No you can’t go home, the rocket hasn’t left yet!

The deadline is fast approaching…it doesn’t look like you’re going to make it. Sometimes you need to make the call that your team needs to work extra hours to get the work finished.

Deciding how to make the decision whether to make your team work harder can be difficult.

If you always make your team work harder, they will burn out

If you are the type of leader who always chooses to make your team work harder to meet deadlines, the chances are that your team will eventually burn out. They will experience less job satisfaction, greater stress levels, start some unhealthy behaviours and if they aren’t getting any reward for the effort they’re putting in, they’ll eventually leave.

“Good riddance, they just couldn’t handle it”, you’ll say. Well, there are probably a few more resignations coming your way too!

If you never make your team work harder, they will become complacent

If you consistently let your team off the hook and fail to meet deadlines, the impression that you’re giving is that the deadlines aren’t really important. Your team will continue to leave at the end of every day, regardless of how things are going.

Your team will begin to realise that it doesn’t really matter if the work gets done or not. They can always do it tomorrow.

This is most likely to put the stress on you, the leader – as you attempt to explain why deadlines are continuously being missed. You become the one who takes all the impact.

You should make your team work harder only when the situation demands it

As with most things, there is a balance to be struck – push your team too hard, they’ll burn out. Don’t push them enough, they learn not to respect deadlines.

So when should you decide to push your team?

Work your team harder when there is a real deadline

You need to be able to distinguish between real and arbitrary deadlines.

An example of a real deadline is:

The Treasury department says if we don’t get this request into this budget submission at the end of May, we will not be considered for funding this year

An example of an arbitrary deadline is:

Mr Client, we can have this delivered for you in about four weeks

In the second example, Mr Client is taking your suggestion as to what the deadline should be. In the first, there is a solid date set by an external party. If you tell Mr Client that it’s going to be five weeks instead of four, it is likely not going to upset anybody too much.

When you encounter a real deadline, such as a campaign with a fixed date, or a public event where you are selling tickets, then the likely impact of not delivering to that date is much more severe. This is the time when you should consider pushing your team to work harder to hit the mark.

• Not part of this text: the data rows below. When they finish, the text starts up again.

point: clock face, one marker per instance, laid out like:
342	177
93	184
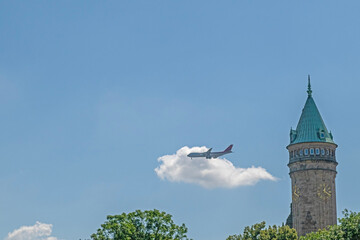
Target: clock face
296	193
324	191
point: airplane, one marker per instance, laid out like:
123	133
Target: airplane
210	154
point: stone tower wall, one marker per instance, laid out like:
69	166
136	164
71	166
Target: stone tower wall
313	186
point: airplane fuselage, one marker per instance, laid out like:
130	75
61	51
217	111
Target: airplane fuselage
210	154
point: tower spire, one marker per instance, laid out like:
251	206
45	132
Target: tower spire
309	86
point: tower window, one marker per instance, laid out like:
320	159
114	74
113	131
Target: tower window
311	151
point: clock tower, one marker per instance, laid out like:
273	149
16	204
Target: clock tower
312	164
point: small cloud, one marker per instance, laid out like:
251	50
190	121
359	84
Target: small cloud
208	173
39	231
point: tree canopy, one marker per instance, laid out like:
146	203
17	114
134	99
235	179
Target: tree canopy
141	225
348	229
259	232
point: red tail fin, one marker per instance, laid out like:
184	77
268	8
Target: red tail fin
228	148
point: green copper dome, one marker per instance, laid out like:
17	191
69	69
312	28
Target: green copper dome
311	127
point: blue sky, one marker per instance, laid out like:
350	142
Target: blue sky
92	93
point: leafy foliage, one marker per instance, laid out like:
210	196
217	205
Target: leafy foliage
348	229
259	232
138	225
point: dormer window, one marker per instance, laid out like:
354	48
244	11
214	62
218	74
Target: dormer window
292	135
306	151
311	151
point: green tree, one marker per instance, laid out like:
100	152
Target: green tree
138	225
259	232
348	229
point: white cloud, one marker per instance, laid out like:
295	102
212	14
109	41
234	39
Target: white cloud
208	173
39	231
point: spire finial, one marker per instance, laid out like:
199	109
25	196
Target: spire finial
309	87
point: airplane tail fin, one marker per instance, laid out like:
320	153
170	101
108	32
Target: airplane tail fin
228	148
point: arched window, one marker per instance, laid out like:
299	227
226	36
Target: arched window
311	151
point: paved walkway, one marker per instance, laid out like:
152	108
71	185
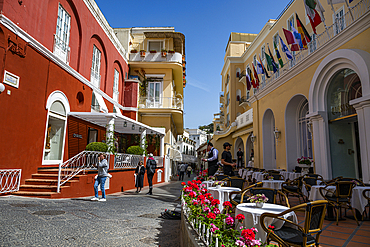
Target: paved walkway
125	219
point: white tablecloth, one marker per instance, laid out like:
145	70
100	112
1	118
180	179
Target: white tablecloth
273	184
358	201
258	176
252	217
222	194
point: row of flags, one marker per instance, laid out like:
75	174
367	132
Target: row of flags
298	39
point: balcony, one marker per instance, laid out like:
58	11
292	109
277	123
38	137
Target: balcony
332	33
156	57
161	102
244	119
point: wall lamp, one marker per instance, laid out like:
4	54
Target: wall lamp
2	87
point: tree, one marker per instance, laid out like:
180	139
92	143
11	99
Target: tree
207	128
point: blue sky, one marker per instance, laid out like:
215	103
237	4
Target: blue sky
207	26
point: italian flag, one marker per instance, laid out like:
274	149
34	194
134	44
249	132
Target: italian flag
315	12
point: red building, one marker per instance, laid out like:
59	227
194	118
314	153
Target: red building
65	76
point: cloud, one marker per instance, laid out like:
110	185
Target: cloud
195	83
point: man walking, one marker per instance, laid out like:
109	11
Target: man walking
227	161
212	159
240	154
151	165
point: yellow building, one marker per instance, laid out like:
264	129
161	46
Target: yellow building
157	60
318	104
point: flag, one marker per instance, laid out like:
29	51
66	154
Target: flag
291	40
248	79
278	55
264	69
302	30
285	49
256	80
259	67
274	65
302	43
312	8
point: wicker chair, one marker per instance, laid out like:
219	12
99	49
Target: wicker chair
341	197
293	187
239	195
302	236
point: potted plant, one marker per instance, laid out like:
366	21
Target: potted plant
164	52
259	199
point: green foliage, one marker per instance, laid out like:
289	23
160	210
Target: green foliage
135	150
207	128
97	146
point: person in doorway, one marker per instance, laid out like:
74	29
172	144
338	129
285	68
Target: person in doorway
227	160
188	170
151	165
139	171
212	159
240	155
101	178
182	170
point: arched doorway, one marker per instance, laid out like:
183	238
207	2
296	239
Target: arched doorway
297	131
335	105
239	144
344	86
269	146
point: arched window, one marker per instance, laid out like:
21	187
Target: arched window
58	108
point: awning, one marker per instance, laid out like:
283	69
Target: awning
102	106
122	124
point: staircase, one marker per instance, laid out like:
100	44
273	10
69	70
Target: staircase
44	184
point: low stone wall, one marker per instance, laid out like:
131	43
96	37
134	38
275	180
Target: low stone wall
188	237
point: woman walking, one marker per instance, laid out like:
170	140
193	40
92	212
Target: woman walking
139	171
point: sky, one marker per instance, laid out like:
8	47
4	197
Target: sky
207	26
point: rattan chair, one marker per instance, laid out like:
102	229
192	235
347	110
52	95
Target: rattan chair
341	197
239	195
302	236
293	187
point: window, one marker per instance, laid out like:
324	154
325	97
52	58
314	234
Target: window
155	45
58	108
115	85
339	21
61	38
95	68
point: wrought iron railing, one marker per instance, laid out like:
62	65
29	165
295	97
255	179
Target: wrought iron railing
341	24
86	160
10	180
127	161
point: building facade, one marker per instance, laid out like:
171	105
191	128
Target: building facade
317	104
66	85
157	62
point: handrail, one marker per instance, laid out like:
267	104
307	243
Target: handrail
86	160
322	39
10	180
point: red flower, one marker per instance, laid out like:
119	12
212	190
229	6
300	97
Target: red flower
211	215
215	202
240	217
227	204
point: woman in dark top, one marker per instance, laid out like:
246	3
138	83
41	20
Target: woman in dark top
139	171
227	161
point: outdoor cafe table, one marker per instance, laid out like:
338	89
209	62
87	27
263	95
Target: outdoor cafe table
222	194
358	201
272	184
252	217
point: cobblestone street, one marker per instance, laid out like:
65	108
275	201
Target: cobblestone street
125	219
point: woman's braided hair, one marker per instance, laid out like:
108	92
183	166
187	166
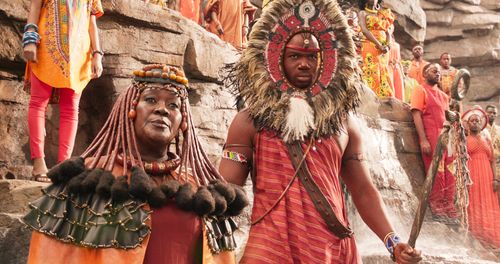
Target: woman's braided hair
118	136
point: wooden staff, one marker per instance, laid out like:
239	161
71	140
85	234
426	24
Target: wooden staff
451	117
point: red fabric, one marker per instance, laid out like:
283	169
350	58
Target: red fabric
483	210
173	239
68	120
294	232
443	191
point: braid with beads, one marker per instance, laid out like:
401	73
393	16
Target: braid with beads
118	136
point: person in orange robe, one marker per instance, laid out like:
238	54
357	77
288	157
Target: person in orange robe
448	73
375	48
484	210
417	64
428	105
121	201
60	65
395	68
229	20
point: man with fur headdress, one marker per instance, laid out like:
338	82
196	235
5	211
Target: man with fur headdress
300	81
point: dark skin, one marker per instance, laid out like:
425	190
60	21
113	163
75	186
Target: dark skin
354	173
445	61
301	67
362	22
474	123
157	122
418	53
492	114
432	77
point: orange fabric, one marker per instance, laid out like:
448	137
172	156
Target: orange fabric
375	64
447	77
395	71
484	209
415	71
191	9
410	85
44	249
294	231
418	98
65	52
231	17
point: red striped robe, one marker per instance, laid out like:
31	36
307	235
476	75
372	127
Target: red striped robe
294	232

Work your team harder when the stakeholder is being reasonable

When your major stakeholder walks in and says you need to have the 1,000 page report done by tomorrow when it was originally planned for months from now, this is probably a case of the stakeholder being unreasonable.

Unreasonable stakeholders are all too common, and if you don’t learn to push back, you are likely to run into trouble at some point. Often you, as a leader, are the only thing standing between your major stakeholders and an unreasonable workload for your team. So you need to learn how to push back on unreasonable demands.

Leaders are what stands between stakeholders and an unreasonable workload.

Conversely, when your stakeholder has a track record of being reasonable and sensible, you should feel more compelled to hit the mark for them, because they generally wouldn’t try to screw you. If they are asking, then it must actually be important…a real deadline.

Make your team work harder when there is a short-term target in sight

You should never try to work your team excessively hard for sustained periods. When there is a short-term deadline just over the horizon, it creates a sense of urgency that can be just the motivator the team needs, because:

a) they can see they only have a little time left; and

b) they know they only have to push for a little longer and they will be finished.

Sometimes you need your team to work harder for sustained periods. The best way to accomplish this is by creating intermediate deadlines and milestones, and rewarding your team for their effort.

The only reason that management consultants and investment bankers are able to be pushed so hard is because they are in it for the carrot. The promotion, the bonus, the pay rise, the prestige.

I worked in consulting for five years. Those consultants who no longer care about the carrot burn out and leave – fast. Personally, once I was promoted to the level of seniority I wanted, there was no longer any carrot that I cared about. I subsequently became much less motivated and less resilient.

The carrot is what keep people hanging in there. So if you aren’t able to provide a carrot, then you should opt for shorter, immediate milestones that increase the urgency for you and your team. Once you’ve achieved your milestone, let your team relax as much as you can. Give them some time off in lieu if possible. Reward them as best you can with the resources you have available.

Don’t start the next push straight away!

When you make your team work harder, let your stakeholders know about it

When your stakeholder is pushing you to work your team to the bone, you need to let them know that your team is working harder and more hours to get the job done for them. Some stakeholders will think “so what?”, but others will appreciate what you and your team are doing for them.

If your stakeholder thinks nothing of working your team hard continuously, it might be time to start pushing back. Test them out and see where you can push and where you can’t. You might be surprised at the things your stakeholder will agree to, if you only try.

Nobody likes to work longer hours for nothing. But if you have a worthy, real deadline, your stakeholder is generally reasonable and there is a short term target to aim for, make it happen!